Она не завтракала, вроде бы пытаясь вернуть прежнюю фигуру, фигура не возвращалась, ничего не возвращается, иногда он раздраженно звал ее, чтобы задать незначащий вопрос о каком-нибудь незначащем пустяке, она выходила из комнаты, наблюдала, как он ест сваренную ею гречневую кашу или поджаренные сырники, скучала, чтобы занять себя, приносила из ванной флаконы с лаком для ногтей, переливала в один флакон содержимое остальных, ему хотелось неосторожным движением руки смахнуть все их на пол, он сдерживался, как давно уже сдерживался на кухне, в спальне, в гостях, везде. У него болела, а то и кровоточила язва, что являлось прямым следствием внутренней политики сдерживания, болеть и кровоточить переставало, как только начинался роман.
Сейчас язва молчала.
– Где Сенька? – спросил. – Давно не виделись.
С языка Златы, судя по выражению ее лица, готовилось сорваться что-то другое, но и она сдержалась.
– Ночует у подружки.
– У какой подружки?
– Не спрашивала.
– Он тебе сказал?
– Сама догадалась.
– И ты ему разрешила?
– Что разрешила?
– Ночевать вне дома.
– Ты помнишь, сколько ему лет?
– Сколько?
– Двадцать один. Ты в этом возрасте уже женился на мне.
Перепелов бросил ложку на стол и невидящим взором уставился в окно.
Могла бы не напоминать.
Дрянь.
Кто?
Она? Он? Сын?
Можно поблагодарить Бога, что у парня завелась подружка, а то грозила опасность, что так и останется в девках, настолько зажат и не расположен к женскому полу.

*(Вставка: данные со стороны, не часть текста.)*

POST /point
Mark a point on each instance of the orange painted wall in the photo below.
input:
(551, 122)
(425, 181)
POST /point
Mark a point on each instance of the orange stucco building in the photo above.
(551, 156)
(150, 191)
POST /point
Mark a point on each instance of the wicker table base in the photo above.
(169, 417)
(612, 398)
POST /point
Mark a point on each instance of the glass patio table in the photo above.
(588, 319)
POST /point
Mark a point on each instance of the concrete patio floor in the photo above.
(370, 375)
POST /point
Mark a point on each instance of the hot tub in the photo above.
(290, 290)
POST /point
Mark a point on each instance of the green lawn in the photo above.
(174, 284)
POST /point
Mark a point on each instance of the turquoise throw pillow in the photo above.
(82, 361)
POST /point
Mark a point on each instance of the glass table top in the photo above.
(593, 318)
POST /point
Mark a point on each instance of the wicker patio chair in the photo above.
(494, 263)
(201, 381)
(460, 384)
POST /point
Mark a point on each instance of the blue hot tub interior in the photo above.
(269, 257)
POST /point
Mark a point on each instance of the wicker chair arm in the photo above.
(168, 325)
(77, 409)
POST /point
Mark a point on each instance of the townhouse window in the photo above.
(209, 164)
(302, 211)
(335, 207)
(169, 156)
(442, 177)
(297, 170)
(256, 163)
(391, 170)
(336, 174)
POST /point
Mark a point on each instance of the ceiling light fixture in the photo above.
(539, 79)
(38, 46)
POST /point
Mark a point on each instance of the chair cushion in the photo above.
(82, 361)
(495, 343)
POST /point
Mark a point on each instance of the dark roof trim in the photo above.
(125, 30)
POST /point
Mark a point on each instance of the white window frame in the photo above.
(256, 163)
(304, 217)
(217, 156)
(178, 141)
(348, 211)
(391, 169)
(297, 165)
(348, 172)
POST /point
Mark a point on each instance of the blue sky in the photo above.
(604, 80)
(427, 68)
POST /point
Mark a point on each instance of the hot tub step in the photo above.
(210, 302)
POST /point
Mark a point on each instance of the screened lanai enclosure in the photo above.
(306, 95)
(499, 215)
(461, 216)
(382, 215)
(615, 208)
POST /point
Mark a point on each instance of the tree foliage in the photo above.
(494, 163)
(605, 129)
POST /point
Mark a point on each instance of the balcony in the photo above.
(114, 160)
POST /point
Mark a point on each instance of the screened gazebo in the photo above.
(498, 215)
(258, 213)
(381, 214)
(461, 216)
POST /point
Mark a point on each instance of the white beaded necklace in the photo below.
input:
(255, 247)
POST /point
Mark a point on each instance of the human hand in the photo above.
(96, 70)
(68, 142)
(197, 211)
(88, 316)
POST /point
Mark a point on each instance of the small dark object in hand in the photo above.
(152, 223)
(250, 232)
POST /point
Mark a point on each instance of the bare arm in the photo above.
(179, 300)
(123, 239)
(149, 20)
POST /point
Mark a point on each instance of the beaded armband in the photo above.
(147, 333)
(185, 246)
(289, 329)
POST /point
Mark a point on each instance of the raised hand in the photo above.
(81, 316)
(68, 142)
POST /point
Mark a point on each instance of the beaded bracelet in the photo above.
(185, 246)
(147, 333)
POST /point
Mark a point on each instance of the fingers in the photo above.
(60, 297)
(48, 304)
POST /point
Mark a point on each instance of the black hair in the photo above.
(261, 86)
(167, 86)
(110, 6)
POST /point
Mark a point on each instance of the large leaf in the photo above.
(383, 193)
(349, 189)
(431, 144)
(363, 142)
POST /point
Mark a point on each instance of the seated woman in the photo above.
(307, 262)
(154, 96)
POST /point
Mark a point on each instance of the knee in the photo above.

От Златы пахло спиртным, смесь неприязни и жалости тяжелила голову.
– Я пойду, Перепе́лов…
Всю жизнь она звала его по фамилии. Первые годы в протяжном прелестном голосе звенела сплошная нежность. Тогда она делала ударение на первом слоге, как и полагалось, хотя в официальных бумагах, удостоверявших личность, ударение не ставилось, но знавшие его и так были осведомлены, что он – Пе́репелов. В школе учителя называли его Перепело́в, но помнил это он один. Она смотрела на него своими большими серыми в пушистых черных, низко набегающая густая пепельная челка работала как занавес, создавая таинственную игру тени и света в зрачках, и сумасшедшее отроческое изумление не покидало его: неужто все сложилось, как сложилось, и они в самом деле составили пару! Выпавшая ему как лотерейный билет, она проводила прохладной ладошкой по его щеке и говорила, смеясь:
– Побрейся, Перепелов, сегодня к нам в гости придет твой любимый классик и решит, что красавица Злата Майзель вышла замуж за бомжа.